Right away she knew the bird must be Cotton.

“Oh my gosh, he just flew into our barn!” Brown wrote on the feed.

To which Serrano replied, “OMG, I’m literally in tears. I’ll be right there.”

Although the barn was an open-sided one, with no way to pen the bird in, Cotton appeared content, calmly sitting on the back – and then head – of a patient horse named Mick, as though awaiting Serrano’s arrival. He even posed for a couple of pictures, which Brown uploaded to the group thread.

“[H]e is the sweetest horse in the barn,” Brown wrote, describing the bird as having “nibbled” on Mick’s ears. “Cotton must have known.”
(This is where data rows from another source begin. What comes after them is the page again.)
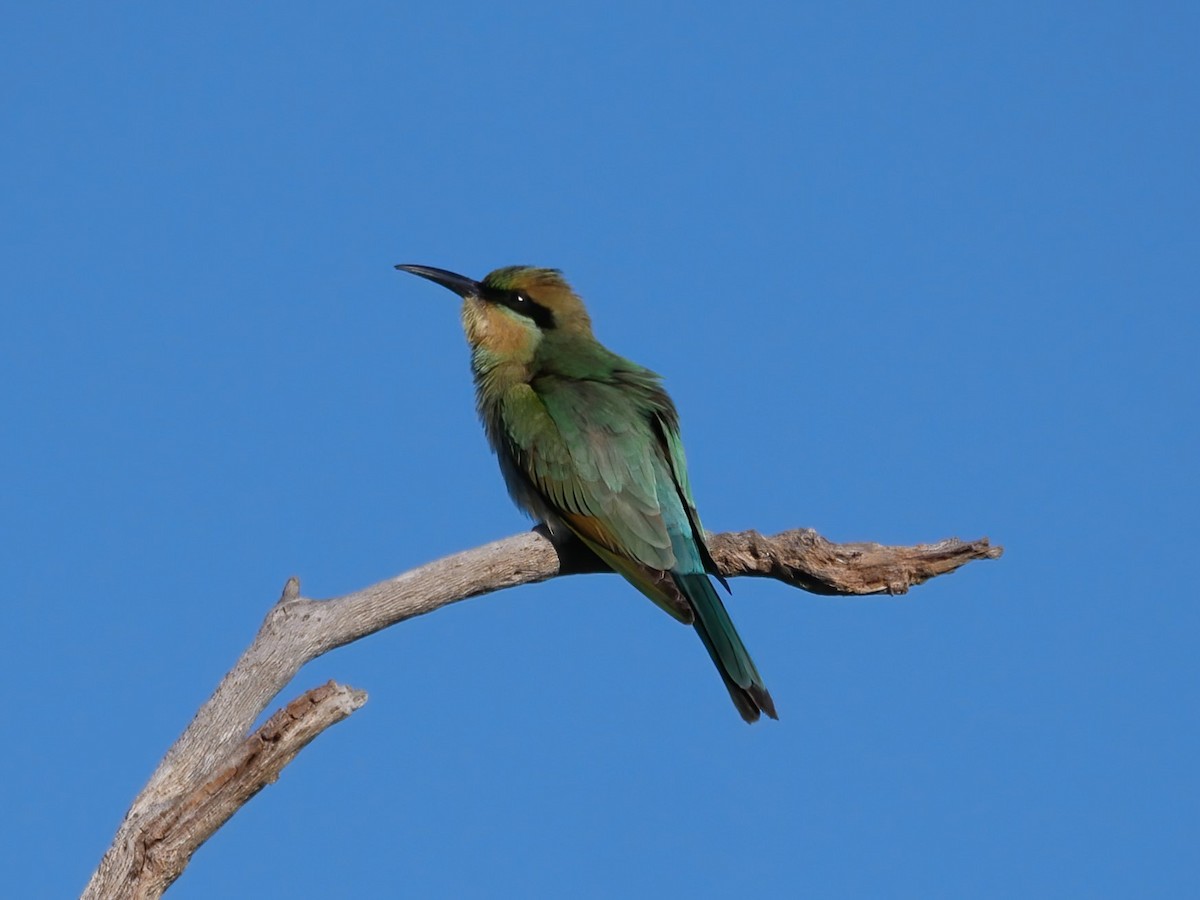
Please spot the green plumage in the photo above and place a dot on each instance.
(589, 443)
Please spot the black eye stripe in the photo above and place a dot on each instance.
(525, 305)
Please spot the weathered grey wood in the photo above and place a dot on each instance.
(217, 763)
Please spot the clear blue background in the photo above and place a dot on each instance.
(911, 271)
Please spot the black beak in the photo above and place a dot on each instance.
(459, 283)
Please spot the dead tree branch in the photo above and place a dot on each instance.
(219, 762)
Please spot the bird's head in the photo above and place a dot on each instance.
(513, 310)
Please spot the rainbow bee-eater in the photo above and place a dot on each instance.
(589, 444)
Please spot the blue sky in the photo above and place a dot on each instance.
(910, 271)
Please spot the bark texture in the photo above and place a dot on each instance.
(221, 761)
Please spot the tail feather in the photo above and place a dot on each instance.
(724, 645)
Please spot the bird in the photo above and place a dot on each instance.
(588, 444)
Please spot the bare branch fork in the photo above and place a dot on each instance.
(217, 763)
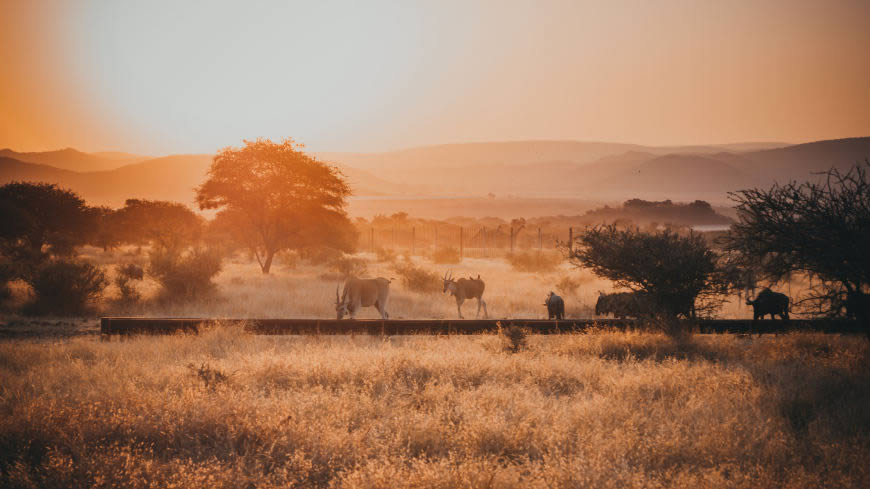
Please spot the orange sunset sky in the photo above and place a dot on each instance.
(159, 77)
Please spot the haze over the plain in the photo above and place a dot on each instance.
(165, 77)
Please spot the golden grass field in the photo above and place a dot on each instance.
(308, 291)
(600, 409)
(597, 409)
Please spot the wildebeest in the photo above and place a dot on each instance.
(769, 302)
(624, 304)
(362, 292)
(466, 288)
(555, 306)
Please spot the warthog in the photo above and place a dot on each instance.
(466, 288)
(362, 292)
(555, 306)
(624, 304)
(769, 302)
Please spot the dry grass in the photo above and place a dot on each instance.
(306, 289)
(225, 409)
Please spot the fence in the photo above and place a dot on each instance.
(469, 241)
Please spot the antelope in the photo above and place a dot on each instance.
(769, 302)
(360, 292)
(555, 306)
(465, 288)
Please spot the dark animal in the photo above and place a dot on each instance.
(359, 293)
(769, 302)
(624, 304)
(465, 288)
(555, 306)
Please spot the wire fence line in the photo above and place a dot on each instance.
(469, 241)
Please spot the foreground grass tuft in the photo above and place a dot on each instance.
(226, 409)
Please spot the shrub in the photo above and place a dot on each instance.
(446, 256)
(534, 261)
(674, 271)
(184, 275)
(348, 266)
(568, 285)
(125, 275)
(515, 338)
(288, 258)
(66, 288)
(385, 255)
(418, 279)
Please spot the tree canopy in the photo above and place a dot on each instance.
(38, 220)
(674, 270)
(821, 229)
(273, 196)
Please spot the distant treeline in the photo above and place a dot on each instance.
(632, 212)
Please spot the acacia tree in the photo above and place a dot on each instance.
(819, 229)
(675, 271)
(165, 224)
(40, 220)
(272, 197)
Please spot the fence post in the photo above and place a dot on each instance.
(512, 239)
(485, 251)
(570, 240)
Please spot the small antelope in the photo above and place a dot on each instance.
(466, 288)
(555, 306)
(359, 292)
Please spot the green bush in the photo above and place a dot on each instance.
(385, 255)
(184, 275)
(66, 288)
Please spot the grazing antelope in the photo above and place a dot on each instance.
(466, 288)
(362, 292)
(769, 302)
(555, 306)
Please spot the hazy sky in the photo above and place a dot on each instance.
(162, 77)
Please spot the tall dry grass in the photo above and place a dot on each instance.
(225, 409)
(304, 287)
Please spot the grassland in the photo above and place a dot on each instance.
(306, 290)
(606, 409)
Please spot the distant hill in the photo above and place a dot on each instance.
(587, 171)
(71, 159)
(168, 178)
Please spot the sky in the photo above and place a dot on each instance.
(162, 77)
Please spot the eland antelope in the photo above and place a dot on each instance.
(466, 288)
(362, 292)
(769, 302)
(555, 306)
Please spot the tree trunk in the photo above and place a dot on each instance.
(267, 264)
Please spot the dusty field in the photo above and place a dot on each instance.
(308, 291)
(225, 409)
Finally, Serrano arrived, finding a hungry, tired Cotton still seated on his new four-legged friend. And on Facebook, a slew of congratulatory posts ensued. Including one, from neighbor Tasha Huebner, that stated, “[Y]ou’re certainly keeping this town on its toes with the petscapades… do you have any more exotic pets that I should keep an eye out for, in case they come wandering down Pine Street?”

The answer was a resounding yes – three aquatic turtles and the aforementioned birds – the majority of which are rescues, Cotton included. 

“My dad was in a pet shop one day buying some food for our other cockatoo and was casually chatting with a woman in line. The conversation somehow led to the fact that we had a cockatoo at home…” Serrano said of that fateful day when her father, Moses, first learned of 14-year-old Cotton who had been largely abandoned by his owner upon the death of his wife.  

“Maybe in his grief he wasn’t capable of caring for the bird, or maybe for no reason at all, he left Cotton behind and asked the woman to look after him for a week until he returned,” Serrano said.

But he never returned.

“The woman had been tossing food to him, but had no idea how to care for a parrot nor did she have the resources and facilities to adopt him forever,” Serrano said. “Without hesitation, my dad followed her home and found a terrified, angry, aggressive parrot in a rusted, run down, filthy cage.”

“For the first eight months, you couldn’t go near him,” Moses said. Recalling the terrified bird he brought home.

But Cotton has come a long way, allowing the Serranos to show him affection and even caring for his own flock of eight chickens that have taken to roosting with him at night.

“Cotton met those chickens and there was no taking them away,” Serrano wrote. “He became chatty and playful, he imitated the chickens, called to them and tossed them treats, and even threw tantrums when we took the chickens back inside. One thing is for sure, Cotton loves chickens.”

He also loves the greenery and moist air of his new Silverton home, which is why Cotton’s adventure was less an escape and more a series of mishaps. 

“Cotton getting out… was entirely a stroke of bad luck,” Serrano confirmed. He got scared by a flapping tarp and tried to jump onto a perch on the other end of the aviary at the exact moment that I was opening the aviary door, blocking his perch. In his panic to find another suitable perch he went right over my head and out of the aviary.”

Lesson learned. Cotton now has a pair of “freshly trimmed wings,” which should keep him closer to home in the future. But Serrano learned something important as well about the place she now calls home.

“The way this little community rallied behind the story of a parrot and his horse touched me in such a profound way,” she wrote in a final post summarizing the incident. “Cotton and his new horse friend really took the town by storm and gave us the chance to make new friends and teach them a little something about parrots and cockatoos.”